I had made up my mind on buying the HP Pavilion dv6-6119tx, but just yesterday I came across the specs of Acer Aspire 5755g.
I was not able to gather much info about the latter, or about the date of its release in India or availibilty.

Both laptops 've got similar specs. 6119tx offers a DDR5 memory for the GPU while 5755g has Nvidia 540M with 2gb integrated RAM. 6119tx has two 3.0 ports to 5775g's one. 6119tx has Beats Audio while i don't have much idea on Acer's sound quality.

I would like to know which one would be the better buy?
My budget is around 46-47k and I'm looking for a gaming laptop.

(My first post on the Digit Forum  Would like to get more active!)


----------



## Ishu Gupta (Aug 13, 2011)

6140TX is better than both of them. 48k.


----------



## d6bmg (Aug 14, 2011)

Ishu Gupta said:


> 6140TX is better than both of them. 48k.



Yes, +1. DDR5 gpu memory would be very helpful in gaming scenarios.


----------



## arsenalfan001 (Aug 14, 2011)

Two options.
1. HP 6140tx - 48-50K (i7 & 1GB ddr5 6770 - 15") depending on the area.
2. HP 3016tx - 40-42K (i5 & 1GB ddr5 6750 - 14")
If you are ok with 14" and i5, go for the second one. Invest in a good keyboard and mouse combo + cooling pad.


----------



## ron_devon (Aug 14, 2011)

Thanx for the suggestion, guys. 6140tx sounds the real deal to me.
But why is no information available about this laptop regarding the specs or price?
And going through some other posts, heard it's available just in the Croma Stores. I'm from Kolkata (which doesnt have any)
How do i get to buy it?


And one more thing, Digit has some really tough random questions to ask before it lets me post.


----------



## pranav0091 (Aug 16, 2011)

ron_devon said:


> And one more thing, Digit has some really tough random questions to ask before it lets me post.

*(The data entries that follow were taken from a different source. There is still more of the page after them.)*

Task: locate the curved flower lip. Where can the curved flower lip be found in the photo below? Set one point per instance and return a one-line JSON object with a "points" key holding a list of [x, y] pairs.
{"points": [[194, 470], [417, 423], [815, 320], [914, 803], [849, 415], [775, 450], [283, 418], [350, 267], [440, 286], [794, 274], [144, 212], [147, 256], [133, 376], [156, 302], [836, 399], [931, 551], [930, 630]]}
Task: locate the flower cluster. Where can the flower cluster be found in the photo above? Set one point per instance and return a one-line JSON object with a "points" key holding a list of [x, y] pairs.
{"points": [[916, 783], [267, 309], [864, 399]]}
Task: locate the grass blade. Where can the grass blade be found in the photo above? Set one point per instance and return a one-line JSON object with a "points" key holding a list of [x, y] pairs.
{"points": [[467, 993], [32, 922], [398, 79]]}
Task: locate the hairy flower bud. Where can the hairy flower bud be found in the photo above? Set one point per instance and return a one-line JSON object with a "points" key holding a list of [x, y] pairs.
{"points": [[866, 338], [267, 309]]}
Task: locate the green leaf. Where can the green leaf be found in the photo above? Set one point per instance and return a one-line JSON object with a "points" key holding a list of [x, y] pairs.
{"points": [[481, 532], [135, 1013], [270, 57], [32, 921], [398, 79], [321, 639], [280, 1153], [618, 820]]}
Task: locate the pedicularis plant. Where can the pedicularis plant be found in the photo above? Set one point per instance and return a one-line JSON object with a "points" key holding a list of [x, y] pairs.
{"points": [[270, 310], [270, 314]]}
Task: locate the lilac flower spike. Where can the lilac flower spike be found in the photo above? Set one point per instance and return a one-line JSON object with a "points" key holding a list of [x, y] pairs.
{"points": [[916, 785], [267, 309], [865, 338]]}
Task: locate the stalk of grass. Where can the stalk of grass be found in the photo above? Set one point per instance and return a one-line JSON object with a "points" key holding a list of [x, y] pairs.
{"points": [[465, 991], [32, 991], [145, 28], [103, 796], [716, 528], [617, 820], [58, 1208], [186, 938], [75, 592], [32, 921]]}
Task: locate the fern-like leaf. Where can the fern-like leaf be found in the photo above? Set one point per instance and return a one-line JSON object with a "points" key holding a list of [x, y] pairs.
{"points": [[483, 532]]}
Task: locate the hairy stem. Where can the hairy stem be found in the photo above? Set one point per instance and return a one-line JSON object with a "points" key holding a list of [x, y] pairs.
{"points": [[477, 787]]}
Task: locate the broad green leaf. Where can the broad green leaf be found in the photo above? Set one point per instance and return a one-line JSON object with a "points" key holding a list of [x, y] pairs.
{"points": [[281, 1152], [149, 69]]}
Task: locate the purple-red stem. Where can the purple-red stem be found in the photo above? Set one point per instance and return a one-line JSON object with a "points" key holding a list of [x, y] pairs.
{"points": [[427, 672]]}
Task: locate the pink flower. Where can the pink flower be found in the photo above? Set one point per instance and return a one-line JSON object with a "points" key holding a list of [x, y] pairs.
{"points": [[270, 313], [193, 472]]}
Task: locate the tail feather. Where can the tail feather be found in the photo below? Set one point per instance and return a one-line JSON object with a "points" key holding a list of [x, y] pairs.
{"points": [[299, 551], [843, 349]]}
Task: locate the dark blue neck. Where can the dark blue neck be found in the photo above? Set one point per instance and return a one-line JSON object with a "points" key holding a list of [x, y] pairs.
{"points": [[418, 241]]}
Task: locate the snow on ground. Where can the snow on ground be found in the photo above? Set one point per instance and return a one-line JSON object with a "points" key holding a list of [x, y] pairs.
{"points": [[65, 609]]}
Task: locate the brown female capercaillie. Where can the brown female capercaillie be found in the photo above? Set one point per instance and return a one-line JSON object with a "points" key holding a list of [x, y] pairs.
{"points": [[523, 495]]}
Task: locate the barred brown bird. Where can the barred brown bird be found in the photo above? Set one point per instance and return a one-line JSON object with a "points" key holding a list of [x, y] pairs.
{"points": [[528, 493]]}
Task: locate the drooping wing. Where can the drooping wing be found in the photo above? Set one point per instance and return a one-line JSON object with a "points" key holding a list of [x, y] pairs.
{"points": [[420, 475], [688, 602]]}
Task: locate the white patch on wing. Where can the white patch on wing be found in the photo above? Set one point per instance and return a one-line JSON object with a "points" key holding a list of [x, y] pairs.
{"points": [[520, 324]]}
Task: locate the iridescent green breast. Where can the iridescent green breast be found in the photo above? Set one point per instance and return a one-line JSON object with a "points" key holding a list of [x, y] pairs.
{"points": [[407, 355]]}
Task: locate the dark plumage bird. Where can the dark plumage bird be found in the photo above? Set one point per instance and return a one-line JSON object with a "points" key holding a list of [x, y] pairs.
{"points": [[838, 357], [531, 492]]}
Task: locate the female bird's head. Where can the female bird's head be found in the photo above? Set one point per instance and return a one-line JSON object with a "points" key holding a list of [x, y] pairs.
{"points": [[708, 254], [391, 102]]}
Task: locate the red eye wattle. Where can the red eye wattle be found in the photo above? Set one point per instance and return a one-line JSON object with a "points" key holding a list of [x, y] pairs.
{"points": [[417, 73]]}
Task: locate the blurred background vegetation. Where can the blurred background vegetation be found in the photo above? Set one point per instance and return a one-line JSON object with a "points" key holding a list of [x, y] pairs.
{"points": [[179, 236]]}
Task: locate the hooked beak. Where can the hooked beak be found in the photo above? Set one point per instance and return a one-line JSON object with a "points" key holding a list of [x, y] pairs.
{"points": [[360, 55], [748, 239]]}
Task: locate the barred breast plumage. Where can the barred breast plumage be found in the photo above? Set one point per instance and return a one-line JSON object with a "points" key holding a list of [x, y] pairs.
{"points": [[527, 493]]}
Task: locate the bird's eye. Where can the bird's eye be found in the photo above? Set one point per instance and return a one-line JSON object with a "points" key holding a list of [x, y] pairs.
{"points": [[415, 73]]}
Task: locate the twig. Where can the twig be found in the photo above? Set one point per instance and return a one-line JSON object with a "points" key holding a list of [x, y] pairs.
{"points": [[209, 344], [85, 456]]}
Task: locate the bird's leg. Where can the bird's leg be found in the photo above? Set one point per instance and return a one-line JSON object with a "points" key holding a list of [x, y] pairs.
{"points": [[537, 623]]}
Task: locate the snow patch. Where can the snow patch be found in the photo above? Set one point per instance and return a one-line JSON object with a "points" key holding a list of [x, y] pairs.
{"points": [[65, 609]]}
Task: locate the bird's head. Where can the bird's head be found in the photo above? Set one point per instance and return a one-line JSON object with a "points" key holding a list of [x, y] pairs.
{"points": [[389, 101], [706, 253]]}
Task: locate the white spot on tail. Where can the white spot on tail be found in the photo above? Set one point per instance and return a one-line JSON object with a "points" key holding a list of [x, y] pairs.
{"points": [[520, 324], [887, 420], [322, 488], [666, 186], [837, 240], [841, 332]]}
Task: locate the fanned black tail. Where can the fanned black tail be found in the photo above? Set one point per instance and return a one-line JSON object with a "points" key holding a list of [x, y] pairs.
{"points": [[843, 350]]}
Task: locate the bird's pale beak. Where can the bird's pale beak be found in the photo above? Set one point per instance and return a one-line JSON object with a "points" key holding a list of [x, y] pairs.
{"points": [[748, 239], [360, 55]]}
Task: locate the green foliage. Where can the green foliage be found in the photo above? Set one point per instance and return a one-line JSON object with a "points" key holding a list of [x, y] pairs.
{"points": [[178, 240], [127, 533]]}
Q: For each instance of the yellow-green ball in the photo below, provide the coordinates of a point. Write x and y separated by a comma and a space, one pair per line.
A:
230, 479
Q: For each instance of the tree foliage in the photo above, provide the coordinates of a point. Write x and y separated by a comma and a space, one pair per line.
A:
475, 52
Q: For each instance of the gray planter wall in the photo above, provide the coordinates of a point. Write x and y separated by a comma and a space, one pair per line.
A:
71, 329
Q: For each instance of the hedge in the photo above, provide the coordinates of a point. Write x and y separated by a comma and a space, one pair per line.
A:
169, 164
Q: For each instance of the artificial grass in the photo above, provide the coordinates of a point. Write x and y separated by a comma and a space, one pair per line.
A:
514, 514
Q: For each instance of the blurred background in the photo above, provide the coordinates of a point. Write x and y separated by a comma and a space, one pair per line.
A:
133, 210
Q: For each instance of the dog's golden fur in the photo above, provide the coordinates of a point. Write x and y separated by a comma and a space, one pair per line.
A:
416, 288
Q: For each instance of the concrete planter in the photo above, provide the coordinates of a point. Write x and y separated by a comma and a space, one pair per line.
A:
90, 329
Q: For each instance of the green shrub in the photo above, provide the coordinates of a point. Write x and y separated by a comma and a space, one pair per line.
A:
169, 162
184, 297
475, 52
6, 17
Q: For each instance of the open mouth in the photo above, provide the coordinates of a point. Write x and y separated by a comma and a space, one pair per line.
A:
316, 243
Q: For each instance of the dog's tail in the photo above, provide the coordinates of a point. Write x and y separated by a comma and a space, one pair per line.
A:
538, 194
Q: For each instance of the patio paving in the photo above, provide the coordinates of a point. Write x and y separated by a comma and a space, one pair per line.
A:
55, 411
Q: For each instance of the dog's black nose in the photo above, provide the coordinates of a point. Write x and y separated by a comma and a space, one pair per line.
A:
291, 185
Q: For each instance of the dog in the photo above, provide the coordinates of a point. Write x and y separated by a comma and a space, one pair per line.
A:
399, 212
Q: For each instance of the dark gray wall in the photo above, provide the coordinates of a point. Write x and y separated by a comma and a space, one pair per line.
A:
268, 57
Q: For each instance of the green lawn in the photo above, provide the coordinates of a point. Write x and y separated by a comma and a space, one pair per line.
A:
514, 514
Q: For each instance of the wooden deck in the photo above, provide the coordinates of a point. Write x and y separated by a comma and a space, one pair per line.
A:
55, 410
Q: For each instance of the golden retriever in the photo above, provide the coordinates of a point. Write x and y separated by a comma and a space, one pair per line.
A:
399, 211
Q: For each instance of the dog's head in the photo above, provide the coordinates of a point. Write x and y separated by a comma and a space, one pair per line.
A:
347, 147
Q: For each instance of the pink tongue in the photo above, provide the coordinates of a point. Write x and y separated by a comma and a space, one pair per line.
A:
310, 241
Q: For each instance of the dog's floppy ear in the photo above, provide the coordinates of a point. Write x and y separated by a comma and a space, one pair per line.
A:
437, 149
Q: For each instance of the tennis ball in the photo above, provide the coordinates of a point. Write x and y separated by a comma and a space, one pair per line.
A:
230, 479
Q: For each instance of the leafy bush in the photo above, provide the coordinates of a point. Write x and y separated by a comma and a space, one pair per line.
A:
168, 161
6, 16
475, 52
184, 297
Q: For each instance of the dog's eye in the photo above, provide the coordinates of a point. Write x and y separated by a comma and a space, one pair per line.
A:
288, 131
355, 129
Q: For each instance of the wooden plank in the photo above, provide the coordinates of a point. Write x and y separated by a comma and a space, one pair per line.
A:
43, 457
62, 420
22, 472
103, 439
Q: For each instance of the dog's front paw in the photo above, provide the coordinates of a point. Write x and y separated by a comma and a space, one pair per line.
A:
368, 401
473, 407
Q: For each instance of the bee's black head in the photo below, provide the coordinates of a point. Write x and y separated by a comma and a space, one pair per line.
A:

Post more, and they disappear


----------



## Dw::Wolverine:: (Sep 21, 2011)

ron_devon said:


> I'm from Kolkata (which doesnt have any)
> How do i get to buy it?




Me too from kolkata but I heard of Croma retail store at South city mall . lets see.


----------



## kg11sgbg (Sep 22, 2011)

ron_devon said:


> Thanx for the suggestion, guys. 6140tx sounds the real deal to me.
> But why is no information available about this laptop regarding the specs or price?
> And going through some other posts, heard it's available just in the Croma Stores. I'm from Kolkata (which doesnt have any)
> How do i get to buy it?
> ...



@Ron,why don't you try the Cyberworks(opp. to Raj Bhavan) at Esplanade Mansion?
It is a showroom of HP/Compaq.


----------



## red dragon (Sep 22, 2011)

There is no Croma in south city mall.
There is one HP shop in Park Street,also computer Exchange used to stock them.


----------